La première ressource de l’Iran et le pilier de son économie, c’est le pétrole, et la Chine achète, bon an mal an, entre 80 et 90 % de ses exportations pétrolières. Ce débouché privilégié s’inscrit dans une entente de coopération signée en 2021, établissant un partenariat sur 25 ans et impliquant des investissements chinois dans des domaines clés. Ainsi, l’Iran représente un maillon crucial de la «Nouvelles routes de la soie», une initiative lancée par Xi Jinping pour mieux relier la Chine au reste du monde.
Le président iranien, Massoud Pezechkian, a également signé l’an dernier un traité de coopération avec Vladimir Poutine. Cet accord vient renforcer leur partenariat militaire, en vertu duquel l’Iran livre des drones – utilisés par la Russie dans sa guerre contre l’Ukraine – en échange d’autres technologies militaires, de renseignements sur les adversaires occidentaux et de soutien au développement nucléaire.

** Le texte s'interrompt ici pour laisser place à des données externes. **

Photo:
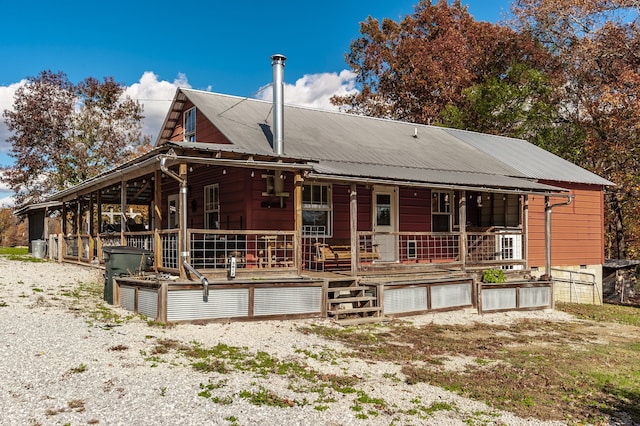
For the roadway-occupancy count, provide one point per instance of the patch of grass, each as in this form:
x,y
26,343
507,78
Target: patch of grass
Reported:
x,y
79,369
576,371
264,396
603,313
19,253
119,348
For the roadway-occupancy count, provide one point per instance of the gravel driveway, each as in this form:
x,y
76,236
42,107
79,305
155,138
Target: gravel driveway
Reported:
x,y
66,359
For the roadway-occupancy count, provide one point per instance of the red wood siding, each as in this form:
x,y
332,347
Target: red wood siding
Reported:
x,y
415,210
577,230
264,212
342,213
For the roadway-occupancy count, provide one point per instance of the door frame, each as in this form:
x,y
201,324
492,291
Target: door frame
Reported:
x,y
387,244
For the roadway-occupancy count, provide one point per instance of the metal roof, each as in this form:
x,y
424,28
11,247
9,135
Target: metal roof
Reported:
x,y
347,144
528,159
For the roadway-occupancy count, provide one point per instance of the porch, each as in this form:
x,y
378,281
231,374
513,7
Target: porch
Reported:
x,y
346,300
254,253
257,275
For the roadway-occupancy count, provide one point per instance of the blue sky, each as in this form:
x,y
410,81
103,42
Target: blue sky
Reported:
x,y
154,47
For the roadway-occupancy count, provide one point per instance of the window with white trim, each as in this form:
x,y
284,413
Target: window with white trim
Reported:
x,y
212,206
190,125
441,211
316,209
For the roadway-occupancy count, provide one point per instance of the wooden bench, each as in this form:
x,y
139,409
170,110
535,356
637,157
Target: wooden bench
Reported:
x,y
340,254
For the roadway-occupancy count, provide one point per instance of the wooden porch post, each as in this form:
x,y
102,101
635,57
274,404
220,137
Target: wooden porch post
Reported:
x,y
157,219
462,243
123,208
297,200
99,208
183,244
79,228
355,243
92,225
64,219
525,230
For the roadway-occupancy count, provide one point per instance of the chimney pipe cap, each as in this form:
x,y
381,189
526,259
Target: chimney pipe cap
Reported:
x,y
278,58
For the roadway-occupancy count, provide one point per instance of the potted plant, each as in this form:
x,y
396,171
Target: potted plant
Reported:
x,y
494,275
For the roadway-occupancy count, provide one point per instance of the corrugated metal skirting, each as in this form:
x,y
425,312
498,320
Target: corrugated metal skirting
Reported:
x,y
408,299
188,305
498,298
535,297
288,300
450,295
128,298
148,302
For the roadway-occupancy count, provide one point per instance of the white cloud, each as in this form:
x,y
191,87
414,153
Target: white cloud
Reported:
x,y
315,90
6,199
156,96
6,102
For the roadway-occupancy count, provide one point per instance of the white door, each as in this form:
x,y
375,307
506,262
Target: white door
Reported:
x,y
385,222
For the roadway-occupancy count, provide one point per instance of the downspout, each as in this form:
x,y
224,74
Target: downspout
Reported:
x,y
277,63
184,254
547,229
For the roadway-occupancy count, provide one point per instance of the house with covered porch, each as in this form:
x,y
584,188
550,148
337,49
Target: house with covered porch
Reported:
x,y
253,209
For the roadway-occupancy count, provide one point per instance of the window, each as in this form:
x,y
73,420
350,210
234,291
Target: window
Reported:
x,y
190,125
383,209
316,209
441,211
172,217
212,206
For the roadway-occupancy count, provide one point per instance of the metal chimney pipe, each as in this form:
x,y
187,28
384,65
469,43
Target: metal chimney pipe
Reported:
x,y
277,63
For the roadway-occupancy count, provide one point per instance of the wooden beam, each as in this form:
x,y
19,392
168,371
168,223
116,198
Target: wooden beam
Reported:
x,y
353,216
297,200
462,219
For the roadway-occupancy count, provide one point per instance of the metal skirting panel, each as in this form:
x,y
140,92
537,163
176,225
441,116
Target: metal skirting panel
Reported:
x,y
187,305
408,299
498,298
534,297
148,302
128,298
287,300
450,295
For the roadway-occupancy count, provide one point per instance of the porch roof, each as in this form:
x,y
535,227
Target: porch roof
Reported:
x,y
352,145
431,178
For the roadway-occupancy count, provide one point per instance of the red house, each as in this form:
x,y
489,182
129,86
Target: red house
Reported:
x,y
257,209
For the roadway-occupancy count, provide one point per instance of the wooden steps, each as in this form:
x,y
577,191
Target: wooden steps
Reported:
x,y
350,303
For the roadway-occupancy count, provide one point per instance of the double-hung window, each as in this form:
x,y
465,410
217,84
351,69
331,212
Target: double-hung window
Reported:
x,y
190,125
441,210
212,206
316,209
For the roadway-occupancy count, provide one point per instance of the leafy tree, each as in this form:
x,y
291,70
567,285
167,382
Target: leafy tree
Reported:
x,y
13,232
416,68
597,45
63,133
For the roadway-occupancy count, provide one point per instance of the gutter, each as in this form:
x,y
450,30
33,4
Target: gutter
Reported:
x,y
412,184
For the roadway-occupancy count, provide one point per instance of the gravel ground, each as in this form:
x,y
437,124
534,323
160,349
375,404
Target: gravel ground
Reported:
x,y
59,364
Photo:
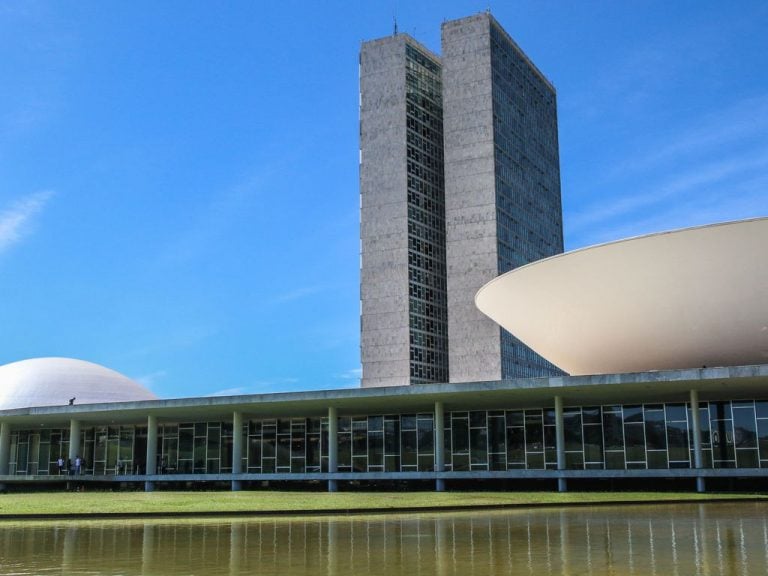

Si ces pactes aident à atténuer l’effet des sanctions économiques imposées à l’initiative des États-Unis, ils n’engagent aucune mesure de défense mutuelle. (En revanche, un tel traité existe entre la Russie et la Corée du Nord: si celle-ci est attaquée, la Russie doit l’aider.) Moscou et Beijing peuvent donc s’en tenir à une implication indirecte tout en réclamant la fin des hostilités.
Enfin, il importe de noter que la posture radicale du gouvernement iranien n’empêche pas des échanges pragmatiques et parfois solidaires avec plusieurs autres pays. Partenaire économique et rival en même temps, la Turquie se prononce contre les sanctions à l’encontre de l’Iran, malgré son désaccord avec ses menées dans la région.
On pourrait aussi citer l’Inde, qui adopte une politique purement transactionnelle, ainsi que l’adversaire de cette dernière, le Pakistan, qui se pose à la fois en ami de la République islamique et en médiateur avec l’Occident.
À cette liste-là peuvent s’ajouter le Brésil, l’Algérie et même plusieurs pays d’Europe avec lesquels Téhéran souhaite améliorer ses relations et accroitre ses échanges. Par ailleurs, bien qu’il fasse figure d’État paria sur la scène internationale, l’Iran entretient des relations diplomatiques avec 166 pays – ce qui est un peu plus qu’Israël!
Il n’y a pas lieu de se méprendre: le régime iranien est responsable de nombreux méfaits et atrocités, à commencer par l’oppression de sa propre population. Il n’en demeure pas moins qu’il réussit jusqu’ici à tenir tête à la campagne israélo-américaine, en dépit des menaces du président Trump de «renvoyer l’Iran à l’âge de pierre auquel il appartient».
Plus de morts, plus de destruction – cela semble assuré. Quant à savoir si l’issue du conflit sera réellement à l’avantage des États-Unis ou de ses adversaires, c’est l’avenir qui nous le dira.